Compare that to terrorism and violence towards blacks in the south, where the majority of the public condoned or participated in the bombings and arson against individual homes and churches. There was no accountability and anonymity came from willing silence, not just masks, so the Ku Klux Klowns had free reign to terrorize the public.

I think the tide is turning in the US, with people having seen that the "others" (atheists, gays, etc.) are not dangerous, and seeing the similarity of christian extremism to muslim extremism. There still are many who agree with it, but they are no longer in the majority. Some traditional conservatives are distancing themselves from it, going so far as to support political opponents only because "their own side" is worse (e.g. the blogger of littlegreenfootballs.com who is still far right, but no longer lunatic fringe).

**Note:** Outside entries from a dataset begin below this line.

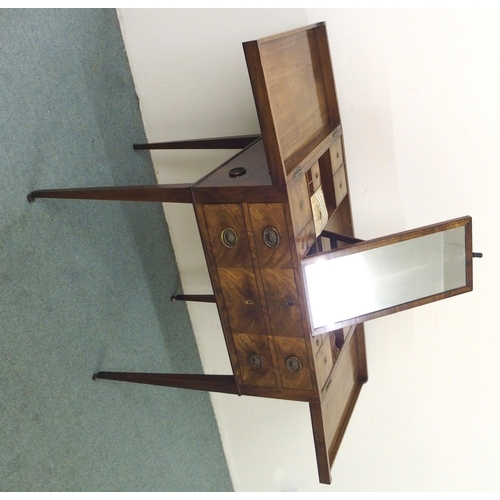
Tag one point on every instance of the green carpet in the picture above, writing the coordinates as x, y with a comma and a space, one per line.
86, 285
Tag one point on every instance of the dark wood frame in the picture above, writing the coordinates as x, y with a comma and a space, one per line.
466, 222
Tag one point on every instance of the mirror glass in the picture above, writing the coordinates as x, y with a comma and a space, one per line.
343, 286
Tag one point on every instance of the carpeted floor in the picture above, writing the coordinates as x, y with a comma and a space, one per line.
86, 285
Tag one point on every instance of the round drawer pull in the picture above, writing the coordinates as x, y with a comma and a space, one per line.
256, 361
293, 364
229, 237
271, 237
237, 172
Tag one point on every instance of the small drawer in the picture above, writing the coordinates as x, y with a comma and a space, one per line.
305, 239
315, 177
282, 302
255, 360
293, 363
317, 342
336, 154
228, 235
324, 362
270, 234
300, 204
242, 300
340, 185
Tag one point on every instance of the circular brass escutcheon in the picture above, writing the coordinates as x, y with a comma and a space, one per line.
237, 172
293, 364
229, 237
271, 237
255, 360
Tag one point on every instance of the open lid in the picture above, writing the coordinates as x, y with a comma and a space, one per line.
292, 82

It's noteworthy that few of the right-wing extremists have any interest in being martyrs for their cause. They want to put an end to things that they hate (abortion, gay rights, women's rights), but they don't even want to be particularly inconvenienced in the process, much less have to sacrifice for it. If they were, you'd see more right-wing terrorism against gays, atheists, and abortion providers -- and you'd see the extremists using it for propaganda purposes. There are few if any John Browns in right-wing Christianity today.

This is connected, I believe, to a much larger and important phenomenon: right-wing Christianity in America today tends to be white, comfortable, self-righteous, and self-satisfied. There is much more interest in indulgence than sacrifice, which is why providing very public financial support for a large fast-food corporation was a big deal for them but you don't see them doing anything remotely comparable to feed the large numbers of hungry children in America. Being seen by the community and on television is self-indulgent and away to be self-righteous; it doesn't require any sacrifice or self-reflection.

And that may be the biggest reason why mass violence from right-wing Christianity seems to remain a very, very distant threat. Conservative Christians are too comfortable and have too much to lose. They can no longer conceive of sacrificing for their ideals and values -- they'll sacrifice the lives and safety of others for the sake of cheap oil, but not their own lives and comfort for the sake of biblical values they preach about in public. For them, buying chicken from a bigoted corporation counts as their "big activist event."

They're pathetic and deserve all the mockery and derision that can be thrown at them.